Clubs that submit both applications by 5pm Friday will be allowed to stay open—provided they comply with this newly adopted part of the municipal code limiting clubs above and beyond state law—while the city considers whether to approve or deny their permit. Because that could take up to a year, that buys some collectives time to scout out a new location if they have to (and if they can afford to).
The remaining Papadon’s location lies too close to a mobile home park, violating the city’s 150-foot residential buffer rule, so it probably won’t last that long. Since the business ran out of cash fighting the city leading up to the ordinance being passed and can’t afford to pay more than the asking price on a new facility, Gomez expects it to close sooner rather than later.
Aside from choking out the majority of clubs with land-use rules, the city also requires all pot shops to sell only products grown and manufactured onsite. That rules out just about everybody at the moment—even those six that have earned the city’s coveted stamp of zoning approval.

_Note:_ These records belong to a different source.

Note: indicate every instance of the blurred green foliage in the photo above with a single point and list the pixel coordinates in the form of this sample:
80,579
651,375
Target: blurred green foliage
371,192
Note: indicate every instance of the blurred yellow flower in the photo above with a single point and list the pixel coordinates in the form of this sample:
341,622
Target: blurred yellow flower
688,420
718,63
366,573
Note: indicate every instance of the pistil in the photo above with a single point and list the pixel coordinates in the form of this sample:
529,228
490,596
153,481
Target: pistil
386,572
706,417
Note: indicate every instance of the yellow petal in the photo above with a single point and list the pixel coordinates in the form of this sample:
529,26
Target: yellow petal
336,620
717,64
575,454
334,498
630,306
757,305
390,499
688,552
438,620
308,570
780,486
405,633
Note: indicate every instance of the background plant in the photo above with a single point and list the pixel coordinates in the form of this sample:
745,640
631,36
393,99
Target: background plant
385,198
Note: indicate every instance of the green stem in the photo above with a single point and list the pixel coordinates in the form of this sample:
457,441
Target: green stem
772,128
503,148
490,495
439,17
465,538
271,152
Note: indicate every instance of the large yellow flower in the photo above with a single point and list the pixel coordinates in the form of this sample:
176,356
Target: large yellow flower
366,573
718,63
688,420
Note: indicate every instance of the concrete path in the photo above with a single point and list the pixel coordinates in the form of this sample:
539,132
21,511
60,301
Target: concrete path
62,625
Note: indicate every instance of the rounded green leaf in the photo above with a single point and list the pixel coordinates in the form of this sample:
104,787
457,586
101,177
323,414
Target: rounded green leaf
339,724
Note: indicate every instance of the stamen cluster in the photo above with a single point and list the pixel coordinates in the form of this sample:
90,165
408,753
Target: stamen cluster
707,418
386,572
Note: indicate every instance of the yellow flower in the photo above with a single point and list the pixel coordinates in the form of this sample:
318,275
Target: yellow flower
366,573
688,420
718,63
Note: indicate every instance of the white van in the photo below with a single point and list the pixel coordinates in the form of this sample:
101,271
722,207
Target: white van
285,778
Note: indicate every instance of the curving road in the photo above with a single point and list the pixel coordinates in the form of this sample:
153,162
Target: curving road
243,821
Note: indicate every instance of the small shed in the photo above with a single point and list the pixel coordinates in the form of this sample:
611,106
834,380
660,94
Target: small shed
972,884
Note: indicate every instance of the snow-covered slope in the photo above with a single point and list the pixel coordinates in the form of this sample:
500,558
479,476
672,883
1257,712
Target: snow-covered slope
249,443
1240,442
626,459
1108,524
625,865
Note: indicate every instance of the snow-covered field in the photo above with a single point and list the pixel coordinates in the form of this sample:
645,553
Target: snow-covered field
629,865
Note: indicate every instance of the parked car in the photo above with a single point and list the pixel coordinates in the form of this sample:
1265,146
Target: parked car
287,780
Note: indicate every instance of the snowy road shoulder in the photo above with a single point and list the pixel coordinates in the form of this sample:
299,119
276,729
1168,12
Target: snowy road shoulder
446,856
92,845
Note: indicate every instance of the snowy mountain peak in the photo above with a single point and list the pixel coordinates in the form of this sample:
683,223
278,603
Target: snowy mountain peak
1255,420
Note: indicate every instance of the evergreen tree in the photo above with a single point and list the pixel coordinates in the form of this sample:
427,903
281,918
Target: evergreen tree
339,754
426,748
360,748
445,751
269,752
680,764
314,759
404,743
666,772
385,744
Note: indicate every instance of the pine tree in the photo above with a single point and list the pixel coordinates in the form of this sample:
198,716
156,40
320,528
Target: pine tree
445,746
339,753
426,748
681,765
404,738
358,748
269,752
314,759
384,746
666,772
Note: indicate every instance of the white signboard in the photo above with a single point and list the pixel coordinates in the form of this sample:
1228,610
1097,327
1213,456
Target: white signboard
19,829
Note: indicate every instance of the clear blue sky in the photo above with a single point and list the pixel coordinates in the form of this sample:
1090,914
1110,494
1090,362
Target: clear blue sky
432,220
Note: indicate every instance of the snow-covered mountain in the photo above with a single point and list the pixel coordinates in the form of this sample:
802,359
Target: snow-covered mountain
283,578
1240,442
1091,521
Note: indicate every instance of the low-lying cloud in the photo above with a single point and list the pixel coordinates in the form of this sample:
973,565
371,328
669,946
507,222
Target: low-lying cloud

“All of San Jose’s dispensaries must cease operations at the close of business son Oct. 17, except for those that are operating in strict compliance with the city’s new regulations (i.e. selling only what is grown and cooked onsite),” Buddy’s Cannabis Patient Collective tells customers on their. “We are unaware of any dispensary that meets these new regulations.”
Buddy’s admits it doesn’t. But they’re among the lucky few in one respect: They found a new site. The 20,000-square-foot complex about seven miles from their Stevens Creek store includes enough space for grow rooms, a commercial kitchen and retail space—though it will take more than a year to settle in and re-open. In the meantime, they urge customers to take advantage of their storewide fire sale, which ends whenever the city shuts them down, which could be any day after Friday.
“While timing remains uncertain, the city has recently indicated that it may begin closing clubs as soon as Oct. 17,” owners noted on their website.
Others expect to power through a little longer—at least while their permits pend official blessing.
City spokesman Dave Vossbrink said the real crackdown comes next July, when date the city set for collectives to come into full compliance. Oct. 17 is for applications to be filed, July 17 is the cutoff for everything to get settled.
"At that point there will be clearly legal and clearly illegal operations with reference to San Jose ordinances," Vossbrink said. "No one turns into a pumpkin on Oct. 18, but we will continue to respond to complaints and pursue nuisance issues that stem from any dispensary that is causing overt problems."